Typography can make or break your message — it’s that important. Whether you’re a designer, writer, or marketer, understanding the basics of typography is essential.
That’s why we’ve compiled a list of 10 must-know terms that can help you craft more impactful and memorable content. Let’s get started!
Term 1: Stroke
Main marks or lines that make up the character. Characters can have low or high stroke contrast.
High stroke contrast
Common in transitional or didone serifs, and grotesque sans serifs. High-contrast fonts are more dramatic and rhythmic.
Low stroke contrast
Common in old style serifs and geometric sans serifs. Low-contrast fonts are simple and neat.
High stroke contrast typefaces don’t work well on small screen sizes, they’re better used for headings.
Term 2: Stress
The angle at which equal widths of a curved stroke sit.
Diagonal — Common in old-style serif
Vertical — Common in static serifs and geometric sans-serifs
Horizontal — Seen in some display typefaces
Term 3: Ligature
One character that combines two or more characters with a single glyph.
Ligatures are common in decorative typefaces.
They’re created for situations where two glyphs don’t look good next to each other, so remember to check for them.
Term 4: Leading
Leading is the space between two baselines in a body of text. In typography, “leading” is pronounced to rhyme with “shedding” or “bedding”. The name comes from when typewriters were used (ancient times) and lines were separated by pieces of lead.
Increasing leading value gives more breathing room for the text and makes it look better and improves overall readability.
Term 5: Tracking
Tracking, also referred to as letter spacing, is the spaces between characters for an entire group of text. The amount of space between these characters is fixed.
The increase in tracking space decreases the density of the typeface and vice versa. Tracking has the ability to make the lengths of lines of text look more even.
Term 6: Kerning
Kerning is the spacing between only two characters (letters, numbers, punctuation, etc.).
Often, the default setting for kerning in graphic design software works well, but there are some instances in which the text needs to be spaced apart further for proper readability. There is no “magic” amount of space to place between each letter — kerning is not mathematical, it’s all about perception.
Term 7: Rags
Rags are uneven margins in vertical columns of text most often seen on the right side of a column when the text is left-aligned.
Term 8: Widow
A widow is a short line or a word that appears at the bottom of a paragraph, column, or page.
It is considered poor typography because it leaves too much white space between paragraphs and tends to draw the eye toward the hanging word. It interrupts the reader’s flow, diminishing readability, and gives an unintended visual emphasis on this dangling word.
The rule of thumb is at least two words, three if the words are short, on the last line of a paragraph.
Term 9: Orphan
An orphan is a similar unwanted straggler, but this describes words that appear at the top of a page.

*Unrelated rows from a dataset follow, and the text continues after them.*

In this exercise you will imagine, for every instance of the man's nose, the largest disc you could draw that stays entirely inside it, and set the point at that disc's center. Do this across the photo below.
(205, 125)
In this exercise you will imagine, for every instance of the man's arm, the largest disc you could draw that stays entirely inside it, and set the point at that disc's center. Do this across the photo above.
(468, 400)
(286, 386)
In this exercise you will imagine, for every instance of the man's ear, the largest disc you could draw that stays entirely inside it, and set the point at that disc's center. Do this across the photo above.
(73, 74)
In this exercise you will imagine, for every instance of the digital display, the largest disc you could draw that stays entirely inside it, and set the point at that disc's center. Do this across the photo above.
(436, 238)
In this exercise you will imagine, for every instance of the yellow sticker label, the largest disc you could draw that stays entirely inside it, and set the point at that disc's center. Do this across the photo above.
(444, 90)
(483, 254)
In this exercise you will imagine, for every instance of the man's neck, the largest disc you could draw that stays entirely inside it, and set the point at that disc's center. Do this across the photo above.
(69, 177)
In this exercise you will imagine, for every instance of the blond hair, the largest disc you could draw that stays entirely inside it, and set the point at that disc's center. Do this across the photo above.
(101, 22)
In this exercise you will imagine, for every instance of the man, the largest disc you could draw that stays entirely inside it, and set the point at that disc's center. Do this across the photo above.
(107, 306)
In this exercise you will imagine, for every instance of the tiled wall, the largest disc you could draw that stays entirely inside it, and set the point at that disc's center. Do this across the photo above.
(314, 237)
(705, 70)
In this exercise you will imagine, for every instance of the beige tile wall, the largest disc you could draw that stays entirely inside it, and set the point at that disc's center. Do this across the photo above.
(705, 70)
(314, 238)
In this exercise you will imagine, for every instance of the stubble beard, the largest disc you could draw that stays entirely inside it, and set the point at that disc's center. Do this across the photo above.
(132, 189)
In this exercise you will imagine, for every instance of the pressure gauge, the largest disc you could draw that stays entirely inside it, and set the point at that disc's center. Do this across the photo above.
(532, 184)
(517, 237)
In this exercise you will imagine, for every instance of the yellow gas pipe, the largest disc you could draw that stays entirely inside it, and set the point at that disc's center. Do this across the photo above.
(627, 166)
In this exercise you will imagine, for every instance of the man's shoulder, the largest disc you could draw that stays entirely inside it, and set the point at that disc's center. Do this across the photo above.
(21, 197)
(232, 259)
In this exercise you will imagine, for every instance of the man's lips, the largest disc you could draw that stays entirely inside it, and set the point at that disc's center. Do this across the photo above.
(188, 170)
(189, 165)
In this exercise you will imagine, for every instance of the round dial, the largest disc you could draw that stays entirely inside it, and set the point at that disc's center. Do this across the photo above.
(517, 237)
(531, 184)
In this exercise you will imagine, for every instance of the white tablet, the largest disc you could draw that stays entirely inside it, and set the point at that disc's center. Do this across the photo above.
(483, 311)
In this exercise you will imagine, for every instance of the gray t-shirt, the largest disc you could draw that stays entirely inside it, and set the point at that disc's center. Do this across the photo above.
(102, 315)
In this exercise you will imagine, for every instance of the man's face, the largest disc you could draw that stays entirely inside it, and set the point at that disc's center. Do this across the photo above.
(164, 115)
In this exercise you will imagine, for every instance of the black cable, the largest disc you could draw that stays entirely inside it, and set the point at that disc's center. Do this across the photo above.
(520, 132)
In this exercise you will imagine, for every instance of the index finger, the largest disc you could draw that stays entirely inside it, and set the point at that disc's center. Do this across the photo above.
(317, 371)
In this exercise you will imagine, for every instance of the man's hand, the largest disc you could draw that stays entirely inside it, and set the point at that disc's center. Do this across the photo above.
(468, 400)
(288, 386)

Orphans really belong on the previous page, as not only do they look untidy on the page they appear, but they also break the flow of reading across two pages.
Term 10: Typography Classifications
With thousands of font types to choose from, it’s helpful to pick out the common characteristics amongst each one and categorize them.
Serif typefaces have embellishments that project from the end of each stroke of a character
Sans serif typefaces
Sans derives from French and translates to “without”. Sans serif characters are those without any embellishments at the end of their strokes.
These typefaces and fonts resemble hand lettering styles ranging from casual cursive to elegant calligraphy.
These typefaces, also called display typefaces, are intended for exactly that: display. Their unconventional and unrestrained looks call for their use in headers, not body text.
Bonus Terms: Font file formats
A font format is a specific file type designated to hold font data.
True Type (TTF)
More limited format able to hold up to 256 characters
Open Type (OTF)
More robust format supporting expanded character sets, ligatures, alternate styles, and more…
Web Open Font Format (WOFF)
Format used in web pages that supports font distribution from the server to the client.
If you have the ability to choose, it’s best to go with OTF format when installing fonts or design. It has better cross-platform support and has an ability to add a digital signature to a font set to ensure the integrity of the files.